Serena Key  .  Locarno 19/7/2017


 
-E’ lì, scritto sulla tua bocca, spalmato sui tuoi seni, avvinghiato ai tuoi fianchi. E’ nella carnalità delle tue movenze, nell’intensità delle tue risate. Ce l’hai nel sangue, quella pozione.
-Oh, my Lord leggo nei tuoi occhi una voglia più forte del solito. Forse perché hai già bevuto la mia pozione e scalpiti di ripetere le nostre girandole amorose.
-Le chiami con grazia! Girandole amorose…io direi le nostre sconce ore di libidine. Tu, donna, devi sempre mettere un vestito raffinato, ai bisogni dei corpi.
-Non è un vezzo, non è una maschera. Mi piace solleticare, con eleganza, la sensualità degli incontri. Dargli un’anima.
-A me invece urge vederti mignotta. Perché mignotta è il mio complimento alla femmina da letto, quello cui dedico le mie brame e le mie forze.
-Il mio istinto è come il tuo, my Lord, ma se non fossi l’animale ammaliante che sono avresti assai meno cura delle mie scollate intimità.
-Forse hai ragione, donna.
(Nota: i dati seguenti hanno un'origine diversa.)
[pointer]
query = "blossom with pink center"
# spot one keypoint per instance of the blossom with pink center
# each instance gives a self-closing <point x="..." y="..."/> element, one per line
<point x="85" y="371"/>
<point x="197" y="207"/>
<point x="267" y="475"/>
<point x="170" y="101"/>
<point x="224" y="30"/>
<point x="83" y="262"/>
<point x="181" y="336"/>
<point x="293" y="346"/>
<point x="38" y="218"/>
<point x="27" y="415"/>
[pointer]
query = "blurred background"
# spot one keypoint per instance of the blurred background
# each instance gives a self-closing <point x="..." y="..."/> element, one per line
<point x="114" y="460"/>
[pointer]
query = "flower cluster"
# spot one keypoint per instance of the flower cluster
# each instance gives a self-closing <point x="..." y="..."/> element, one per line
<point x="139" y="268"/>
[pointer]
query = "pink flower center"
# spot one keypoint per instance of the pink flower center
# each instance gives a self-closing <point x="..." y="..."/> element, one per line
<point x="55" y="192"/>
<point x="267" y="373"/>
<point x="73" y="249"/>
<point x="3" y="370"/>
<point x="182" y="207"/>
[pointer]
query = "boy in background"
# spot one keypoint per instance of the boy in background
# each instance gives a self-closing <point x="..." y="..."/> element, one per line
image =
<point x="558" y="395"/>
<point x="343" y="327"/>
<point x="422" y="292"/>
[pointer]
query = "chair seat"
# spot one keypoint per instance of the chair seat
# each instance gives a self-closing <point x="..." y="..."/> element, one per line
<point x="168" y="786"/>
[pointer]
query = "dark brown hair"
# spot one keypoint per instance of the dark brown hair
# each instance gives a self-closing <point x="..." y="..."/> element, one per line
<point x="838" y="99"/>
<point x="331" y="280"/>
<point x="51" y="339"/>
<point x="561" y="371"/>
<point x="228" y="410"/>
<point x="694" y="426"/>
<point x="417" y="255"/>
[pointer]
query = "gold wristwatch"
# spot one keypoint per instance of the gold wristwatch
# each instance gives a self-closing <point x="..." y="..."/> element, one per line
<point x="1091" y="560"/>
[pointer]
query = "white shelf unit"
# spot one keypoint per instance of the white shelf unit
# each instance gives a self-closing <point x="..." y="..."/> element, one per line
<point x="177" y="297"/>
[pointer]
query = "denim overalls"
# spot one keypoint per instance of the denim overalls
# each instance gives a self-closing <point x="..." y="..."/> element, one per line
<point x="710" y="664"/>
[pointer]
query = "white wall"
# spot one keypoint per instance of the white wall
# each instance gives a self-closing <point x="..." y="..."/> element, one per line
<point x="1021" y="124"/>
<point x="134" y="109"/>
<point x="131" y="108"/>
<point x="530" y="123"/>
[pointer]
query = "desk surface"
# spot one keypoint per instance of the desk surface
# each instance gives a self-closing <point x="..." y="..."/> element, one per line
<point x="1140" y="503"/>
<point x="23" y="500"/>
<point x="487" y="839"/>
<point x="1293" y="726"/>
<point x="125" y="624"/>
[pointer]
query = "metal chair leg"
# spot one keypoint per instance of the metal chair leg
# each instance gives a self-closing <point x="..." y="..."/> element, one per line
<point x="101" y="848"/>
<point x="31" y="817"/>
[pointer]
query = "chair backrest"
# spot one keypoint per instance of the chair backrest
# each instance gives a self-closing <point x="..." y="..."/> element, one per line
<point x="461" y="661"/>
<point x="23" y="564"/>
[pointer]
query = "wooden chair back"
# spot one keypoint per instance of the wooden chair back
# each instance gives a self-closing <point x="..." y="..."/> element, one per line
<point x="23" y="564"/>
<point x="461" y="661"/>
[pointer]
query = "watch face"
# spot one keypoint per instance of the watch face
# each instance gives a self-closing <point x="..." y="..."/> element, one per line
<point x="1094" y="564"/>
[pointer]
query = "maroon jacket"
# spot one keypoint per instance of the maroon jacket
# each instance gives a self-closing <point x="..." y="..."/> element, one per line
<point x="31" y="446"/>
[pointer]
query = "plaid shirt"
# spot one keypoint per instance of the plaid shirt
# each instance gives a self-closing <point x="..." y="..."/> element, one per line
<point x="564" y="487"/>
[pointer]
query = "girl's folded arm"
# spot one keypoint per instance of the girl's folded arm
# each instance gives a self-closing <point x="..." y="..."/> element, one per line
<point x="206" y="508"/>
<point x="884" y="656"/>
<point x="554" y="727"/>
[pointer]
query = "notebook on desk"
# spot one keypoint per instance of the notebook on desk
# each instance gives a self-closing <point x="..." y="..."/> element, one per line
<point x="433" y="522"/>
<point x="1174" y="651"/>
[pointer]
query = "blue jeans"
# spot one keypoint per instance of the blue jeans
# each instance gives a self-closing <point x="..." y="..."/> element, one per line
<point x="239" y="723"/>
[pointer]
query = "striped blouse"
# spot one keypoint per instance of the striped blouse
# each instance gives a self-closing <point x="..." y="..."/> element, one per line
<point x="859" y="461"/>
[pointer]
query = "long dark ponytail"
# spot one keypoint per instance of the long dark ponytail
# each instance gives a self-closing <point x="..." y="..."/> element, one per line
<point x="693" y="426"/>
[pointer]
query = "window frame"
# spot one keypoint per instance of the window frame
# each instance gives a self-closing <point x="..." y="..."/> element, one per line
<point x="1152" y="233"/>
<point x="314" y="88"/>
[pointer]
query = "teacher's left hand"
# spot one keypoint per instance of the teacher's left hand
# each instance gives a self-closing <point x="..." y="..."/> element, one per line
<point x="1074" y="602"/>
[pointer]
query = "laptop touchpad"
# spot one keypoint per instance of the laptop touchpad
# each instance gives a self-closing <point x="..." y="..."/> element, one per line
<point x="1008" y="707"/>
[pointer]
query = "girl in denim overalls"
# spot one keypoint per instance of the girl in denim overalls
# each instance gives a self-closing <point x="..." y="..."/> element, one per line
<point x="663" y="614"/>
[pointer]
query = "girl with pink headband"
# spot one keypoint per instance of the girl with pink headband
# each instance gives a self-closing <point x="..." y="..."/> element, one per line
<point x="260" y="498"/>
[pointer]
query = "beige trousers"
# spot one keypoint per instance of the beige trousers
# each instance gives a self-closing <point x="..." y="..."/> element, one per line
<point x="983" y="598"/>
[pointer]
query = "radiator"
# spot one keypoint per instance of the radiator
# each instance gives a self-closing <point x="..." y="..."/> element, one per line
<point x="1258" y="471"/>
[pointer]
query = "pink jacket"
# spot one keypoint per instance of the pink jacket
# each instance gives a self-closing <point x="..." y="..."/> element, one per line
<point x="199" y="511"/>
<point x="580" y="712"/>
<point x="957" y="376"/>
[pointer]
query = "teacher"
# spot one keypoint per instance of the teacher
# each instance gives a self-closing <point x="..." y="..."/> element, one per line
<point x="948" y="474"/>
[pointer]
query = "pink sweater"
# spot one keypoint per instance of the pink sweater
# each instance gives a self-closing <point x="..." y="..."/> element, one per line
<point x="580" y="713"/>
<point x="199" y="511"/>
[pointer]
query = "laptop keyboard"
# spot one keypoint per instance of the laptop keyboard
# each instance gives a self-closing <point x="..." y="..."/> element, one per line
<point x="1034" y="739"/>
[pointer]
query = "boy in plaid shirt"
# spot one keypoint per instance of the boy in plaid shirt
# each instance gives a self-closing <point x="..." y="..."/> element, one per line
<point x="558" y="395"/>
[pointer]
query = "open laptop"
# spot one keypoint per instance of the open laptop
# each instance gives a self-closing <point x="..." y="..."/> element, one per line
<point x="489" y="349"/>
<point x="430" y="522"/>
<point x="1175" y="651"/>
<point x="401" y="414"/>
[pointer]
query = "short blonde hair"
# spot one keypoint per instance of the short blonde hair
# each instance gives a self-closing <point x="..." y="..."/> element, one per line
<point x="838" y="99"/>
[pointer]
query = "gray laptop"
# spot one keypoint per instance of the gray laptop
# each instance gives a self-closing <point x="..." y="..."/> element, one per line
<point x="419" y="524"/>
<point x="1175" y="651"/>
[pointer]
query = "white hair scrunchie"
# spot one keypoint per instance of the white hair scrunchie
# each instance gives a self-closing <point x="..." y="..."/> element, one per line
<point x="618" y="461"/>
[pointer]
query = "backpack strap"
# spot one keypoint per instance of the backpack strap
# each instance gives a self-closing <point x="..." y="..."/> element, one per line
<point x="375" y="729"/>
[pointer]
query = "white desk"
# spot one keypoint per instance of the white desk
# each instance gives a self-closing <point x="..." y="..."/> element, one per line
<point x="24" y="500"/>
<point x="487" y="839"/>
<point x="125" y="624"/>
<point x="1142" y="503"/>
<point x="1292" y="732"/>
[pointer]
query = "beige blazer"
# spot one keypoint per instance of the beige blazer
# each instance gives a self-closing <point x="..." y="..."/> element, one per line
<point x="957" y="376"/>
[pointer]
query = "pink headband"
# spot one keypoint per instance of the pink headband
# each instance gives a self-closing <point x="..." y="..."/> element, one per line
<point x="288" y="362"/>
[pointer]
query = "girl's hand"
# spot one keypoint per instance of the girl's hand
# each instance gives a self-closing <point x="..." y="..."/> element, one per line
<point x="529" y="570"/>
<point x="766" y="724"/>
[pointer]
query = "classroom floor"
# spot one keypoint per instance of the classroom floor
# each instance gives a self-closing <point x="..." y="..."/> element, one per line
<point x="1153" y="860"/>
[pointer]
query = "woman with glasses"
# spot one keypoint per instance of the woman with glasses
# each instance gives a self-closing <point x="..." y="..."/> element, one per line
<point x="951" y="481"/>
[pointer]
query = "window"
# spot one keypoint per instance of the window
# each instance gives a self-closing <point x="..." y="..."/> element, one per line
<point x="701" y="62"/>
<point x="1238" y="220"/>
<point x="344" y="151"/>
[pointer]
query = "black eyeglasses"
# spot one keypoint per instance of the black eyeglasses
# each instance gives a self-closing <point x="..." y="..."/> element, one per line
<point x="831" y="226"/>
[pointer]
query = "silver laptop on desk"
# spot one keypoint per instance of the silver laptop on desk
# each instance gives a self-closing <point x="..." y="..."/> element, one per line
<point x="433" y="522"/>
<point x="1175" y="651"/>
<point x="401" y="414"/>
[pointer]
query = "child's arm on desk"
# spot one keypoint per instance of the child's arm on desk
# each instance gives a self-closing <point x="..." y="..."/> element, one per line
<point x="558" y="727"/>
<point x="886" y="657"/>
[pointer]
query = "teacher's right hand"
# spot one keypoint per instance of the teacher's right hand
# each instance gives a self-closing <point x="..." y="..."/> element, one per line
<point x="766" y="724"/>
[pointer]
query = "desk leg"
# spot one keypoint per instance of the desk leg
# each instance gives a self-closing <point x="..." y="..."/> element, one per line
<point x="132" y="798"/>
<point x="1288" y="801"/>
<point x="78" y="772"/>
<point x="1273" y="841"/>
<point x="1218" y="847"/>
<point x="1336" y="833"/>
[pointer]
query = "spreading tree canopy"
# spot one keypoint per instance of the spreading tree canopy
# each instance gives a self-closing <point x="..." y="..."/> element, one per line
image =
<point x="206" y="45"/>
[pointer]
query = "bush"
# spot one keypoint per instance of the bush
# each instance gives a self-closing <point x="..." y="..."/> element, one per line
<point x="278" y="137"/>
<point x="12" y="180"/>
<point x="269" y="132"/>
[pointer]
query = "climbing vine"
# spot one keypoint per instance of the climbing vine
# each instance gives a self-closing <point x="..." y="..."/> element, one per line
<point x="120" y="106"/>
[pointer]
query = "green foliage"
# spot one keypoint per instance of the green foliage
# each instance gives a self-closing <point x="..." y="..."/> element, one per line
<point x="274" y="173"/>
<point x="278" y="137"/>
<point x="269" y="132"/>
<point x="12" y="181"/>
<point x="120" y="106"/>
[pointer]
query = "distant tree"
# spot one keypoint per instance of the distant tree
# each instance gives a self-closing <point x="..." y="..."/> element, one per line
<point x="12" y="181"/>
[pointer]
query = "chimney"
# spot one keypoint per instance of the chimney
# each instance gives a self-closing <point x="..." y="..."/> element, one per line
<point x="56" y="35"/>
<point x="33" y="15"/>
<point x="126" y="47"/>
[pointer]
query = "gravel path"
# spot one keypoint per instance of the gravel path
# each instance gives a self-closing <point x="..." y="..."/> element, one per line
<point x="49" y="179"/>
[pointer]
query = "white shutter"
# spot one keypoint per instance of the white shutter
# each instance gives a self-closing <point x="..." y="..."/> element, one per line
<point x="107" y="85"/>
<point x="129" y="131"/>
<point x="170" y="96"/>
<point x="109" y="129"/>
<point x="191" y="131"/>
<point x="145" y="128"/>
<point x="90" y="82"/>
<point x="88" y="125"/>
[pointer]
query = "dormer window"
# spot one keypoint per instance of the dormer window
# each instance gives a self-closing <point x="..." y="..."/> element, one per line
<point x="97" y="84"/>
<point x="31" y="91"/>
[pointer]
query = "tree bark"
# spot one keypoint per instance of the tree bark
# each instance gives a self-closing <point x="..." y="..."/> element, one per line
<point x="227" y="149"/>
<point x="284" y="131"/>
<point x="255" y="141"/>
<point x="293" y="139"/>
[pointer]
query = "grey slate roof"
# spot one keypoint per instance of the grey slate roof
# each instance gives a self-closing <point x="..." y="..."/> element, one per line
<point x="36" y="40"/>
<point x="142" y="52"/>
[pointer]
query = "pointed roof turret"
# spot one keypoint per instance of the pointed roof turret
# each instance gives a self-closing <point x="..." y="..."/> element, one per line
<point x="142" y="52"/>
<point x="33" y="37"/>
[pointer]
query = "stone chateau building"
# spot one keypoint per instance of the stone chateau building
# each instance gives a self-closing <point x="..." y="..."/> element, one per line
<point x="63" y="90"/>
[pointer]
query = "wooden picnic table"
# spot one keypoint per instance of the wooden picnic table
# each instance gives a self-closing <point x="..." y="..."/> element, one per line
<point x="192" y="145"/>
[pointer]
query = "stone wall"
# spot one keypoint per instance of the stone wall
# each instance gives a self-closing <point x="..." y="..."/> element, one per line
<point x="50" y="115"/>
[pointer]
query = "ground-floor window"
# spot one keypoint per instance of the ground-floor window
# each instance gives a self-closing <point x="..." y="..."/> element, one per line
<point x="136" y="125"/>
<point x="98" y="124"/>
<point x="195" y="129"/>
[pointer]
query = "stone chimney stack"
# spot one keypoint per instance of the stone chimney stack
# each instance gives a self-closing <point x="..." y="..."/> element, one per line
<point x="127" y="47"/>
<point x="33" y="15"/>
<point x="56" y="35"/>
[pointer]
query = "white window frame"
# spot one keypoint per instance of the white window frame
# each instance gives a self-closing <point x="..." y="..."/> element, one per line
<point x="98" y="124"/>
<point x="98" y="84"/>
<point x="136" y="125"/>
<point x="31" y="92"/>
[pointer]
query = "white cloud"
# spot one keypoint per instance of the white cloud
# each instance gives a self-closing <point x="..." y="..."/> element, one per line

Tu devi indurre in tentazione e poi dominare. Vuoi essere padrona.
-Io sono, padrona, my Lord. Schiavo è solo chi non sa resistermi.
-Vuoi dunque dirmi, donna, che sono il tuo schiavo?
-Certo…Ma so essere molto generosa, con gli schiavi. Nessuno ha mai avuto a soffrire, tutti hanno potuto invece godere.
 
Questa è la storia, afrodisiaca, di un attimo di reale fantasia.